Она тихо кашлянула и сказала:
— Подумай об этом как следует, ладно?
— Да, — серьёзно кивнул он. — Я подумаю.
От этого ответа Чу Юй рассмеялась ещё звонче. Вэй Юнь смотрел на неё в недоумении, не понимая, что вызвало её веселье. Когда смех стих, она взглянула на него с лёгкой усталой нежностью:
— Ах ты… глупый ребёнок.
Он так и не понял, что она имела в виду, а она не стала объяснять. За окном уже светало. Приняв из рук Чан Юэ чашу с лекарством, Чу Юй сказала:
— Иди спать. Ночь прошла, нельзя так изматывать себя.
Вэй Юнь сжал губы, будто колебался.
— Что ещё? — спросила она, приподняв бровь.
— Я… невестка… — он говорил почти шёпотом. — Можно я останусь спать во внешней комнате?
— Хм?
Чу Юй удивлённо посмотрела на него, и тогда он, едва слышно, добавил:
— Здесь… мне спокойно.
Он не стал объяснять, но Чу Юй всё поняла. Сейчас она для него — тихая гавань, где можно не прятать ни боль, ни страх. Она видела его в самые беззащитные минуты, и потому рядом с ней он мог позволить себе быть просто мальчиком.
Потерять брата и отца, попасть в тюрьму, остаться одному во главе великого рода… для четырнадцатилетнего юноши это непосильное испытание. Любой другой давно бы сломался, но Вэй Юнь сумел сохранить достоинство и хладнокровие, даже перед лицом императора, изображая верность, когда внутри всё рушилось.

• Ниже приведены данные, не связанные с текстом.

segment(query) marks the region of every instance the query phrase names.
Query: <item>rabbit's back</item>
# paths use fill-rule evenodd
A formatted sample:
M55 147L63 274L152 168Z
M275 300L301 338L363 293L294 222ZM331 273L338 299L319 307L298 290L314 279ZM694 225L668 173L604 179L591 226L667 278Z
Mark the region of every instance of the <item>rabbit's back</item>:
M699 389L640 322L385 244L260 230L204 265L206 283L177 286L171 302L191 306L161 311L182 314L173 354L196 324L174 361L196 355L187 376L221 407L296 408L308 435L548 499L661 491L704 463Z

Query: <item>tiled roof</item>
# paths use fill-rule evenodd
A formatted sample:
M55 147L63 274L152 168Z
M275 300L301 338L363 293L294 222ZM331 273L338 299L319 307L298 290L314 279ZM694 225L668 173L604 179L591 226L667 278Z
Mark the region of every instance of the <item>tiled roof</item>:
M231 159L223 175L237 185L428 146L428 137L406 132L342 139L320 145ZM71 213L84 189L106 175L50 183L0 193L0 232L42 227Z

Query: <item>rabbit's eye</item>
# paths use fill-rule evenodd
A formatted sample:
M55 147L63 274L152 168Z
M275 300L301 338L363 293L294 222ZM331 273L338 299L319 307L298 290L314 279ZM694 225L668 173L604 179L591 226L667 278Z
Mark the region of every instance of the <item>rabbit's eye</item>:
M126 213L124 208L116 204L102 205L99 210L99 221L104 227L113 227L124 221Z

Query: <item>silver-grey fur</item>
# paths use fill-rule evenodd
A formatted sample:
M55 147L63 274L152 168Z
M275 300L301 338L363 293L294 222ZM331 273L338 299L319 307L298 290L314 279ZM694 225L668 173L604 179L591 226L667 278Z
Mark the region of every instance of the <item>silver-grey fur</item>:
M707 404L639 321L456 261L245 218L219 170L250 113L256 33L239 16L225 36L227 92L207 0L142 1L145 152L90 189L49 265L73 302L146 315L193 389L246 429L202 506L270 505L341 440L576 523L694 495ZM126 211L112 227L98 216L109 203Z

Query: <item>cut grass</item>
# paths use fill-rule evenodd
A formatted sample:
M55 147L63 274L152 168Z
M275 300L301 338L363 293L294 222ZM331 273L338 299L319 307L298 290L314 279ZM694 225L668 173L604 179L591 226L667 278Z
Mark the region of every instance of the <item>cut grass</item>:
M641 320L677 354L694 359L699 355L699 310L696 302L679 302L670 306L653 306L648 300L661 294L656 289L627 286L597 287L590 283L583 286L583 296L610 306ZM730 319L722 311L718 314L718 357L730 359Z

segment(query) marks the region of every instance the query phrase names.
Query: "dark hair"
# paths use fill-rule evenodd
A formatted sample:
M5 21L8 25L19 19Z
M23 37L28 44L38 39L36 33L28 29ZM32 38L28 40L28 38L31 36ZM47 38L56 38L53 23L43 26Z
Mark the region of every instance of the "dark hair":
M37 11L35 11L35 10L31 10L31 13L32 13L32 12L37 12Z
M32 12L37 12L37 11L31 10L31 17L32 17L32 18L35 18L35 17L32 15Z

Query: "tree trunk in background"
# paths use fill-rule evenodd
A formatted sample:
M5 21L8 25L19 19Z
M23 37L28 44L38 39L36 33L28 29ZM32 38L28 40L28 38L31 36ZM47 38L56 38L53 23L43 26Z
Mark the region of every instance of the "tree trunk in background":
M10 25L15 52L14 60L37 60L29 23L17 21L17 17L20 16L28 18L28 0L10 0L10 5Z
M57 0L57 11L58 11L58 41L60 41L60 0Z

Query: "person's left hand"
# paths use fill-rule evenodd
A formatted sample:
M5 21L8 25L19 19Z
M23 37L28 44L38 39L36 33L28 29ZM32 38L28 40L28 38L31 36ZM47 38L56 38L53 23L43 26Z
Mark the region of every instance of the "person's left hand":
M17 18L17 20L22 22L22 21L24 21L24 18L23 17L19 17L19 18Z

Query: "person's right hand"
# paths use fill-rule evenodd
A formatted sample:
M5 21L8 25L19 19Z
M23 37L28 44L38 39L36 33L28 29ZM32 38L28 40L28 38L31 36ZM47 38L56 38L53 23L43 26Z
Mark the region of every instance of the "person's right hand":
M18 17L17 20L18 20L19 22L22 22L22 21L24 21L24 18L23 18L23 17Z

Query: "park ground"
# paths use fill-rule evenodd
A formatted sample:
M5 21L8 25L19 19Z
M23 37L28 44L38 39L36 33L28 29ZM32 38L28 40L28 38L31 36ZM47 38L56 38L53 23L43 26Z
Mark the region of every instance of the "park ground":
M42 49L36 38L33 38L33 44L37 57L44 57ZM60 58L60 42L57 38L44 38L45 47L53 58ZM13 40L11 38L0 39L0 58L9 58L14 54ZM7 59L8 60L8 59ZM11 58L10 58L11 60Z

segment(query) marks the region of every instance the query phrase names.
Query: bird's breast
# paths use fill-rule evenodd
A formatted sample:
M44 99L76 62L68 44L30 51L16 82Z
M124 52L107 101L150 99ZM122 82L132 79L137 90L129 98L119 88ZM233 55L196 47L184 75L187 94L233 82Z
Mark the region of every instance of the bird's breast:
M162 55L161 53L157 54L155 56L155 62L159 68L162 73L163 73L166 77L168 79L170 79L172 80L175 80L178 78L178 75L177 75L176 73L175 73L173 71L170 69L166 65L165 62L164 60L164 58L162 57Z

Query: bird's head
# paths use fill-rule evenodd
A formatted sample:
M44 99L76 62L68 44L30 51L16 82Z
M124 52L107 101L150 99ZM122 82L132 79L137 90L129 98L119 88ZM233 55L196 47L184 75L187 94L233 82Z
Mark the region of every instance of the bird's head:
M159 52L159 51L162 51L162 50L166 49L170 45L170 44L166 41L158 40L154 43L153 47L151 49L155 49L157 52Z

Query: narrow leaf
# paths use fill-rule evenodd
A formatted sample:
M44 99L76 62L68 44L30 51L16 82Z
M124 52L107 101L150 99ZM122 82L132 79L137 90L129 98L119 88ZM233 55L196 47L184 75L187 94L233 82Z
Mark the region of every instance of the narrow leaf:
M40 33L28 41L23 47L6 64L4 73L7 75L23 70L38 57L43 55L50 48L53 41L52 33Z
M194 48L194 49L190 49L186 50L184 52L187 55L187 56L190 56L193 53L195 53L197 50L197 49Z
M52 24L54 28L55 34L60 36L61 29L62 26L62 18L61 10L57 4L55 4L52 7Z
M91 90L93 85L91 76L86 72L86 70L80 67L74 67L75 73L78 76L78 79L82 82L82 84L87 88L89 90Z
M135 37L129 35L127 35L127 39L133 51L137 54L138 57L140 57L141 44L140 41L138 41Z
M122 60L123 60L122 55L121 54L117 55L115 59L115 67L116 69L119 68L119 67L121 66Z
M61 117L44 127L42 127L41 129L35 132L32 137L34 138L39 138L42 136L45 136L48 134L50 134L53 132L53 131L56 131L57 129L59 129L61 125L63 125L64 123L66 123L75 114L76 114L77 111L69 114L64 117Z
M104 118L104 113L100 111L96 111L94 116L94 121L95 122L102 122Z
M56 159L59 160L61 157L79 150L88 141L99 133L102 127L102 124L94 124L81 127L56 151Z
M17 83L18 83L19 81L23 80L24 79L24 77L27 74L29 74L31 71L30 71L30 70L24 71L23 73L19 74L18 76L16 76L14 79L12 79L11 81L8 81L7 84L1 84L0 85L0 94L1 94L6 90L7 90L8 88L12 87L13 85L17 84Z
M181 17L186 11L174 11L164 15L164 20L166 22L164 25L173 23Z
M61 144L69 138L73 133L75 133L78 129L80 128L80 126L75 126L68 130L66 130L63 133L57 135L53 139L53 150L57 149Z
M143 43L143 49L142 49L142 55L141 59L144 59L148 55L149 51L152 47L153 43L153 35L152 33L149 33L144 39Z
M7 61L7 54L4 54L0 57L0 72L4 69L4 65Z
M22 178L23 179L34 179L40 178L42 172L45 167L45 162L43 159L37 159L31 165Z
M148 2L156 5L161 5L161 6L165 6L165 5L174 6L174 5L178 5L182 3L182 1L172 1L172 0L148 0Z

Он жил в постоянном напряжении, и лишь рядом с Чу Юй сердце его находило покой. Она понимала, что это рана, что не заживает, поэтому только кивнула:
— Спи во внешней комнате.
В его глазах мелькнула радость, но он поспешил спрятать её, сохранив привычную сдержанность. Чу Юй сделала вид, что не заметила, махнула рукой, велела проводить его и, укрывшись одеялом, снова заснула.
Перед тем как провалиться в дрему, она услышала из‑за перегородки тихий голос:
— Невестка?
Она откликнулась носовым звуком.
— Невестка, ты… видишь кошмары?
— Бывает.
— Тогда не бойся, — сказал он, не смыкая глаз. — Я здесь. Говорят, у генералов сильная кровная энергия, и ни один демон не осмелится приблизиться. Что бы ни приснилось, я защищу тебя.
Слова его звучали странно, но Чу Юй поняла, что говорил он не ей, а себе. Боится не она; боится он.
Сердце её болезненно сжалось. Если бы Вэй Юнь мог просто расплакаться, ей, пожалуй, было бы легче. Но он говорил это спокойно, почти ровно, и от этой сдержанности становилось ещё больнее.
Она долго молчала, потом тихо ответила:
— Не бойся. Я рядом.
Эти простые и тёплые слова будто сняли с него тяжесть. Он словно ждал их долго. Очень долго.